There are three paths in which the IB Music SL course can be taken: group performance, solo performance, or composition. To fulfill the performance requirements, the candidate must perform either a 15-minute solo recital, or a 20-30 minute ensemble performance. A candidate who chooses composition should compose two original compositions (of which one may be an arrangement of an existing piece of music), each lasting between 3 and 6 minutes. Each of the two compositions should be recorded for assessment purposes. A score of both compositions must also be submitted.

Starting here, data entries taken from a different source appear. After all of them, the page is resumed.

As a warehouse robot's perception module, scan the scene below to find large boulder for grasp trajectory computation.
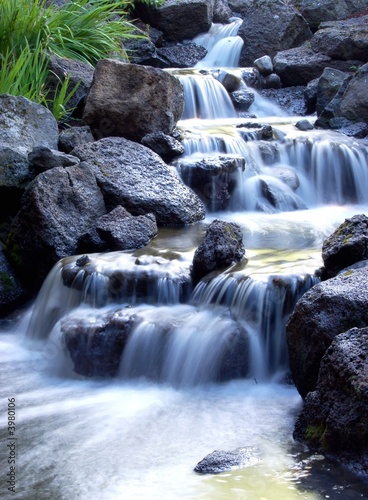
[73,137,205,225]
[136,0,214,42]
[294,328,368,474]
[83,59,184,141]
[192,219,245,283]
[322,214,368,278]
[0,94,59,154]
[292,0,367,31]
[6,166,106,285]
[236,0,312,67]
[310,15,368,62]
[286,268,368,398]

The IB Music HL course combines a medley of the IB Music SL options into a single curriculum. To satisfy IB Music HL, the candidate must perform solo for a total of 20 minutes and write three contrasting compositions (of which one may be an arrangement), each between 3 and 6 minutes.

All candidates sit a written exam at the end of the course, which lasts 3 hours for HL candidates and 2 hours 15 minutes for SL candidates. HL and SL candidates answer two questions from section A (study of two prescribed works), of which one MUST be a comparison between the two prescribed works. HL and SL candidates are also required to complete Section B of the exam, which is aural analysis of four previously unheard extracts, of which two are named, and one has a score provided. Two candidates are unnamed and do not have a score provided. HL only candidates must also complete section C, a comparison of two extracts from section B. Section A responses must be written in essay form. Responses in sections B and C may be in bullet points.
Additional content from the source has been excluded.